La air-rencontre entre Gary et Désérable fait figure de clou pour la démonstration. Tant par sa précision sur la vie de Gary, sur ce qu’il aurait pu dire, que par le pouvoir du voyage littéraire qui s’en dégage. On y croirait ! 

Cette rencontre apporte surtout un élément de réponse à l’enquête de Deserable, prétextée en filigrane.

« Kafka, Céline, Camus, Sartre enferment l’homme et le roman dans une seule situation, une seule vision exclusive. Ils nous clouent dans la fixité absolue et donc autoritaire, irrémédiable, de leur définition sans appel, dans une condition sans sortie : Kafka dans l’angoisse de l’incompréhension, Céline dans la merde, Camus dans l’absurde, Sartre dans le néant… Il y a bien pire, tu me diras, que le roman totalitaire : le roman sans chair, sans visceres, celui qu’on appelle avec pompe le nouveau roman… On voit à quoi ça mène : on commence par exclure le personnage dans le roman, et on finit par massacrer six millions de juifs. Comment ça j’exagère ? »

Car c’est bien de cela qu’il s’agit. Comme Piekielny est l’obsession de Désérable ici.
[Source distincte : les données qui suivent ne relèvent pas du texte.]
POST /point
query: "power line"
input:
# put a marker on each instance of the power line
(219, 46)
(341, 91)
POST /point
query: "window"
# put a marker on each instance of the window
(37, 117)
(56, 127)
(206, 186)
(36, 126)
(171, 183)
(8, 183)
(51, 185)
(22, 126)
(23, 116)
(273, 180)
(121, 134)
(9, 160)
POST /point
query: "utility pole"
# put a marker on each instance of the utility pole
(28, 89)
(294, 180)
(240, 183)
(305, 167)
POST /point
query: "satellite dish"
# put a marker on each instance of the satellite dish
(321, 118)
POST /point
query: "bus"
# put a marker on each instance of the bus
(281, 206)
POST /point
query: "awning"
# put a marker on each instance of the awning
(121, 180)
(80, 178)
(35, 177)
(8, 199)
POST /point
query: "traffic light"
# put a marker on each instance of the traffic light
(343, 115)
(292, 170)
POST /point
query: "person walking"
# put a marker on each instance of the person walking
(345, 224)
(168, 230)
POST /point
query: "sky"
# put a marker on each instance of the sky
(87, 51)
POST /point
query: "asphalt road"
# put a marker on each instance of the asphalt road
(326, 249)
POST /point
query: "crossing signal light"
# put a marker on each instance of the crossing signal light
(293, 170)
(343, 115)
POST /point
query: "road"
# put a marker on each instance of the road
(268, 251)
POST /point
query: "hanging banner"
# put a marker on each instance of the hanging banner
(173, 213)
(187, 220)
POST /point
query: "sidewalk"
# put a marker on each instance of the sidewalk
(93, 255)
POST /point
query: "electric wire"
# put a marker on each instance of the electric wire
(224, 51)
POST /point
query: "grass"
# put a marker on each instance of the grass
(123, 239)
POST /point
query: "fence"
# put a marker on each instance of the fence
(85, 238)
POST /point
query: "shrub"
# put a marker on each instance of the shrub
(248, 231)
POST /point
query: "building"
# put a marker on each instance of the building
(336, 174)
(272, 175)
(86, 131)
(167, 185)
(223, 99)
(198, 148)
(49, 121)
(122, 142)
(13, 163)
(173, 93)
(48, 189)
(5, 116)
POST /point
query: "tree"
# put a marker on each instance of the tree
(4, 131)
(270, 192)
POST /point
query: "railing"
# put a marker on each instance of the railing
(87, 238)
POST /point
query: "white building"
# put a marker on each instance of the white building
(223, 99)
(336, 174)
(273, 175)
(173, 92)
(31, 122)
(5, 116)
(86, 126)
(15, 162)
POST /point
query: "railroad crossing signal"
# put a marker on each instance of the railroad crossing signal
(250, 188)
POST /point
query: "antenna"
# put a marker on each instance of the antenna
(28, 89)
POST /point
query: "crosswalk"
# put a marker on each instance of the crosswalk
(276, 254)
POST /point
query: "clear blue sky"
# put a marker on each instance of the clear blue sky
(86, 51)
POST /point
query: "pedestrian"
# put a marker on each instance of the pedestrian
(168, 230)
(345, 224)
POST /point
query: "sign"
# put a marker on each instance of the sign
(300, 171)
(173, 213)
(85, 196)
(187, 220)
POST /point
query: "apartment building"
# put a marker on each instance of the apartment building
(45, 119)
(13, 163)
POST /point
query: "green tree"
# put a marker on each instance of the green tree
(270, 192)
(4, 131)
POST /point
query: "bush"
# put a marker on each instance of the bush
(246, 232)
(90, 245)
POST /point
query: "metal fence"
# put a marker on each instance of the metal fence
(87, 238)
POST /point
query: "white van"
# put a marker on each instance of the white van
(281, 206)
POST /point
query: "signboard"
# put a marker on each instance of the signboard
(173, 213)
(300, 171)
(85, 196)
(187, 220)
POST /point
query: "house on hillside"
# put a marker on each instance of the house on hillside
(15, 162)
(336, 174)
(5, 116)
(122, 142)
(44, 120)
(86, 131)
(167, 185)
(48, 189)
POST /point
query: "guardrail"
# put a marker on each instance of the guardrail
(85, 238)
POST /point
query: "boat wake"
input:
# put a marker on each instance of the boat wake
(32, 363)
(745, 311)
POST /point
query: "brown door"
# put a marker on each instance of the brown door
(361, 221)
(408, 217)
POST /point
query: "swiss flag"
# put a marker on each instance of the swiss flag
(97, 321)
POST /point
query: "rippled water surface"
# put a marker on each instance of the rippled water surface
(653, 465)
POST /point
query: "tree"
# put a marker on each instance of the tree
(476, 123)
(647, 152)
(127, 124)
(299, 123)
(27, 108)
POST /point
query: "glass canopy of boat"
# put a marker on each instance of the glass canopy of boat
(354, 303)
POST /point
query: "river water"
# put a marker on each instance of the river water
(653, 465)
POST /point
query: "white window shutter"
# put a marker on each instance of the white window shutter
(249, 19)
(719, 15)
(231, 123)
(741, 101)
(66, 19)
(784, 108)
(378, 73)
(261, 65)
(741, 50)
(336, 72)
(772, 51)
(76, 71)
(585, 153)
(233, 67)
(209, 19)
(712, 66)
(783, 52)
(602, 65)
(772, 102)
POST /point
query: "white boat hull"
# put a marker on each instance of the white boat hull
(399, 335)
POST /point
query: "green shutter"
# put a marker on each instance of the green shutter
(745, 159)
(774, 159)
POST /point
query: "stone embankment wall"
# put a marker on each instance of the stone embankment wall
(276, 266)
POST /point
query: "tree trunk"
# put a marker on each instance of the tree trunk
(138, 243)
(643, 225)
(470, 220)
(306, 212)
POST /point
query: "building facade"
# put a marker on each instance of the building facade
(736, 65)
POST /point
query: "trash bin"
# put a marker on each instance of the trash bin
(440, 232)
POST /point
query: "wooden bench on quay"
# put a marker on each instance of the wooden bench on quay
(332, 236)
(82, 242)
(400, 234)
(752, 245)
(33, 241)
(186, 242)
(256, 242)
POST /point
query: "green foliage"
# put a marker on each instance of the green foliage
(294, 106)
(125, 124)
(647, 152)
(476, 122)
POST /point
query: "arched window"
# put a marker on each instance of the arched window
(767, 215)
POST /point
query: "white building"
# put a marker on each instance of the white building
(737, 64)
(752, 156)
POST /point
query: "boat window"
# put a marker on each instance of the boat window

La tragédie de holocauste fut celle de Gary apparaît parfois même en simple allusion dans nombre de ses ouvrages.

Une façon de dire, tout au long de sa vie et maintenant encore qu’au « 16 de la rue Grande Pohulanka, à Wilno, habitait un certain Monsieur Piekielny » et qu’ils étaient 6 Millions.

Un Certain M.Piekielny prouve encore une fois que la vérité est une formidable matière première pour l’écriture. Et que parfois la deshabiller pour la revêtir peut la sublimer et lutter contre l’oubli.

Alors, François-Henri, Désérablez-nous encore.